BURLINGTON, Vt. (WCAX) - The University of Vermont graduated its largest class ever on Sunday.
The 218th Commencement Ceremony included 3,725 graduates receiving their degrees. Students heard a message of hope and perseverance from university and state leaders.
"Be purposeful. Be open to change. Grab those opportunities as they come,” said President Thomas Sullivan. “Grit and perseverance are critical as you step up toward the challenges of life. How the characteristics of a true leader are important as you begin this journey.”
Governor Phil Scott gave a similar address encouraging students to be tenacious and productive.
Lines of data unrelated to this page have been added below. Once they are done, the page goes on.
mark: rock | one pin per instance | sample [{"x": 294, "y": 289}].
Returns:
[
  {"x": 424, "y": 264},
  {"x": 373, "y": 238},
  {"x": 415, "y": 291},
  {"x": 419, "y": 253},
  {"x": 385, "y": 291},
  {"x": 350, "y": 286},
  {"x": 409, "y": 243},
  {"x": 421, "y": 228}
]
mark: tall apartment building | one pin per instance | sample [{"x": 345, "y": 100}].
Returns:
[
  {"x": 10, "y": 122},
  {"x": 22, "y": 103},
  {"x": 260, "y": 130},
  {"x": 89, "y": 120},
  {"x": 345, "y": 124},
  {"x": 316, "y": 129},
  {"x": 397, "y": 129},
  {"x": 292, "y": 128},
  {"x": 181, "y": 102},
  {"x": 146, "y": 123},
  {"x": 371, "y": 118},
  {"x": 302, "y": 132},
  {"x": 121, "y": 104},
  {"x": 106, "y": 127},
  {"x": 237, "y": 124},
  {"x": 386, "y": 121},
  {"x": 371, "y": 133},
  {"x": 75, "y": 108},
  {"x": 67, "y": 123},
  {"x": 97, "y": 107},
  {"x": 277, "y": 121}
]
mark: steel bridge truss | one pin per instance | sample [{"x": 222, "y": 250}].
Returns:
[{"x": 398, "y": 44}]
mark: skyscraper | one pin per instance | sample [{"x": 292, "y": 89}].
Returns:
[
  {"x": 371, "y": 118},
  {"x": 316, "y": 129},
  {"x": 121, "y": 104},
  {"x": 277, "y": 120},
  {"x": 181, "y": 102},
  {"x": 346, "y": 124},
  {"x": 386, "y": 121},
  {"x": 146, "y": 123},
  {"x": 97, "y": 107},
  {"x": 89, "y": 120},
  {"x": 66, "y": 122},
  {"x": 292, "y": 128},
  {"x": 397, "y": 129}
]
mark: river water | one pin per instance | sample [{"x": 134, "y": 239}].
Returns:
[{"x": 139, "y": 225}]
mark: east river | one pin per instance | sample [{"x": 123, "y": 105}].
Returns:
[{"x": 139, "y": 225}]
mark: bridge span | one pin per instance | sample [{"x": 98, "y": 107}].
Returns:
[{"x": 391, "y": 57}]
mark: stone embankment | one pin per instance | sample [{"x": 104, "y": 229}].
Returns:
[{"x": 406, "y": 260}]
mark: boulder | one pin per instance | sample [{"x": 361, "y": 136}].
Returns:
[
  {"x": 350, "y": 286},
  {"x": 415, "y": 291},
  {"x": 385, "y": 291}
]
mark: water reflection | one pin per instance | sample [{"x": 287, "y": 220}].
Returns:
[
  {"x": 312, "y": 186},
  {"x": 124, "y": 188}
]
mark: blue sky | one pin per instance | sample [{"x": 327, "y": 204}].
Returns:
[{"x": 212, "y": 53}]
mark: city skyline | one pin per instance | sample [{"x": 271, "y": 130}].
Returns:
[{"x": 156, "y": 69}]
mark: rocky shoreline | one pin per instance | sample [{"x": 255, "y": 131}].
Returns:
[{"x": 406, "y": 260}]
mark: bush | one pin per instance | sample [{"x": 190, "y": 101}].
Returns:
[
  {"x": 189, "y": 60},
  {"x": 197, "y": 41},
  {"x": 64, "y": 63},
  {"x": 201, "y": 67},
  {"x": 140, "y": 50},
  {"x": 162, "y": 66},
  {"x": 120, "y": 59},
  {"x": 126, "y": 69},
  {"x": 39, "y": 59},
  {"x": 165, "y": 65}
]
"Always be the person who wants it the most, gets to work first, goes that extra mile because people notice that. I notice that,” he said.
Graduates also heard from Darren Walker, president of the Ford Foundation, which is one of the world's most influential social justice philanthropies. In his commencement address, Walker told the graduates to break barriers, fight injustice, and help others.
“I implore you not to build walls but to build bridges and to build relationships,” he said. “When we bind ourselves to others, when we recognize that our fates are bound together, we can put those small things aside. We can shrink the gaps of inequality and grow Justice in its place.” He ended his address by asking students a series of questions for them to ponder on their way out the door.
"What bridges will you build? What new relationships will you initiate? What justice will you serve? And what will you make possible for someone else?” Walker asked.
After the ceremony, WCAX News spoke with students who already have post-graduate plans lined up.
Political Science graduate Kelly Foley said she officially graduated last semester but returned to campus to participate in the main ceremony. She told WCAX that she has been working at a law firm in New York City since then and has plans to go to law school in the future.
Henry Mitchell, a math and physics graduate, said he is planning to attend a post-baccalaureate program at Johns Hopkins University in Baltimore, Maryland to study medicine. He also has a long-term goal of working as a flight surgeon for NASA.